Le vote « rejet »

Il est maintenant bien établi, toutes les enquêtes « qualitatives » convergent et le démontrent, François Hollande ne bénéficie pas d’un « coefficient » personnel de sympathie. Presque 60% des électeurs qui se disent prêts à voter pour lui le font « parce qu’ils ne souhaitent pas la réélection de Nicolas Sarkozy ». C’est donc plus un vote de rejet qu’une adhésion.

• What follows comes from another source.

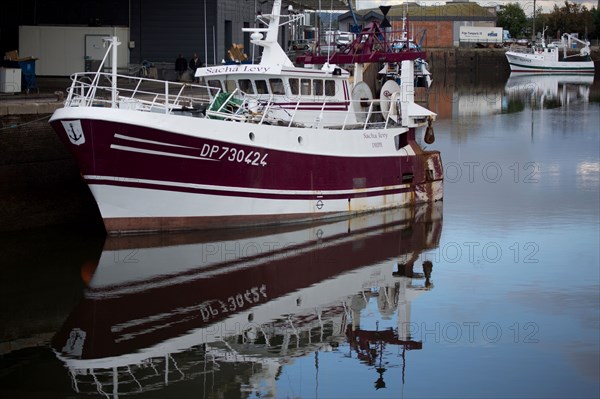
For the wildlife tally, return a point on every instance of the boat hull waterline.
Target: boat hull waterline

Toute la stratégie de Hollande s’appuie d’ailleurs sur cette « certitude » du « rejet ».

Lors de la primaire citoyenne organisée par le PS, Hollande l’a emporté simplement parce que les sondages le nominait comme « meilleur candidat pour battre Sarkozy », tout comme avant lui Royal en 2006 et plus récemment DSK avant ses tribulations américaines. Il s’est agi d’un choix stratégique et en aucun cas d’un choix d’adhésion véritable.

Toute la campagne de François Hollande jusqu’à présent, ne fait d’ailleurs que valider cette stratégie du rejet ressort de la victoire. C’est un peu bref et surtout très dangereux en cas de victoire éventuelle surtout en fonction de la très remarquable percée de Jean-Luc Mélenchon laquelle repose beaucoup plus sur une adhésion véritable. La posture du « grand rassembleur » et du « grand réconciliateur », sans trop se risquer à préciser autour de quelles valeurs, de quel projet de société, est un peu courte en comparaison. La seule de ses propositions qui ait été retenue par l’opinion publique est la taxation des très hauts revenus à hauteur de 75% empruntée avec modération à Mélenchon.

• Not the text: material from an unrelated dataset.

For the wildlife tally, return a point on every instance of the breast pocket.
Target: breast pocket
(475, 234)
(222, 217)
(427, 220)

Si Hollande l’emporte, les législatives qui suivront ne manqueront pas de désigner une Assemblée Nationale également à gauche. Régions, majorité des départements, Sénat, Présidence de la république, le tableau sera complet pour ne pas dire plein, la responsabilité totale. Tous les pouvoirs seront dans la même main. On a connu de telles séquences dans le passé pour la droite ; elles n’ont jamais été bénéfiques à moyen terme. Des hommes comme Jean-Luc Mélenchon le savent très bien et ne prendront pas le risque de se compromettre dans une telle entreprise rapidement condamnée, c’est certain. Condamnée d’autant plus que cette omnipotence Hollandaise sera obligée d’assumer les oukases européens qu’elle refuse de remettre véritablement en cause. C’est pourtant là que se posent les vraies questions.

Quand certains ironiquement utilise le pseudo « Hollandréou » pour qualifier le candidat du PS, ils ne pensent sans doute pas si bien dire.

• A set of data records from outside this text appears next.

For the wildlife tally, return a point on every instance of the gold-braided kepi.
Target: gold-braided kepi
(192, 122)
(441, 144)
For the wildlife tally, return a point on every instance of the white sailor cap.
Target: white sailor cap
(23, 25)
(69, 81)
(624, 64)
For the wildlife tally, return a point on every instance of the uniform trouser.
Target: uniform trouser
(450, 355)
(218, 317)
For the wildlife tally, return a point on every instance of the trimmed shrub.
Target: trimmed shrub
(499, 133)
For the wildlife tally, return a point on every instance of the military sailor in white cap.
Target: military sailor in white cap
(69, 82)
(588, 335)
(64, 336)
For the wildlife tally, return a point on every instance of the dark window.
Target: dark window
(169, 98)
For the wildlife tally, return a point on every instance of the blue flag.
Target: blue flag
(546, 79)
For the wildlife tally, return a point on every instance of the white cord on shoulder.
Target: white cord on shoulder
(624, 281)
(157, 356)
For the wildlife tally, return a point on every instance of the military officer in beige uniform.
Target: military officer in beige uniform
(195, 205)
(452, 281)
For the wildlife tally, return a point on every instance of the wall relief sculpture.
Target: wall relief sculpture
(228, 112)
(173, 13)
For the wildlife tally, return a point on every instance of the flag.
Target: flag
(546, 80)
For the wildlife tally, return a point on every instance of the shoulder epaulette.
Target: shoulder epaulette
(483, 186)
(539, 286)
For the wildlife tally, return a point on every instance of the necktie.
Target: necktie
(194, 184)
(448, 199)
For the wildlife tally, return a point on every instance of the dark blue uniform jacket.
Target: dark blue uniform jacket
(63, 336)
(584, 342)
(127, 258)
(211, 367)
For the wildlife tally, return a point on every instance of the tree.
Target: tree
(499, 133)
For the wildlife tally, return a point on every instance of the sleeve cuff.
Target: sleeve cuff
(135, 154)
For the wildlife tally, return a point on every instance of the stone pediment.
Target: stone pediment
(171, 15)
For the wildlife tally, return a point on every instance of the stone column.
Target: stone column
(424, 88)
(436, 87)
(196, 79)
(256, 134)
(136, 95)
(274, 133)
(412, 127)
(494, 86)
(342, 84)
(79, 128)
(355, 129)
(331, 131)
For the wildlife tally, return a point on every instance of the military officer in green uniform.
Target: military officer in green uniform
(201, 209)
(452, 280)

Il ne suffit plus de clamer je suis le changement, car la question surgit : quel changement ?.

Le bénéfice d’un vote par défaut est fragile politiquement. Les électeurs se détourneront d’autant plus aisément d’un François Hollande président que beaucoup ne l’auront pas vraiment « voulu ».

Ajoutons d’ailleurs, pour être complet, qu’une victoire du Président sortant ne met pas à l’abri d’un autre scénario. Alain Marleix, spécialiste de la carte électorale de l’UMP, est allé tirer la sonnette d’alarme sur les législatives auprès de Nicolas Sarkozy. L’ancien ministre n’exclut pas que la droite gagne la présidentielle pour perdre dans la foulée les législatives et se retrouve en cohabitation avec un gauche débarrassée de sa « sociale-démocratie molle ».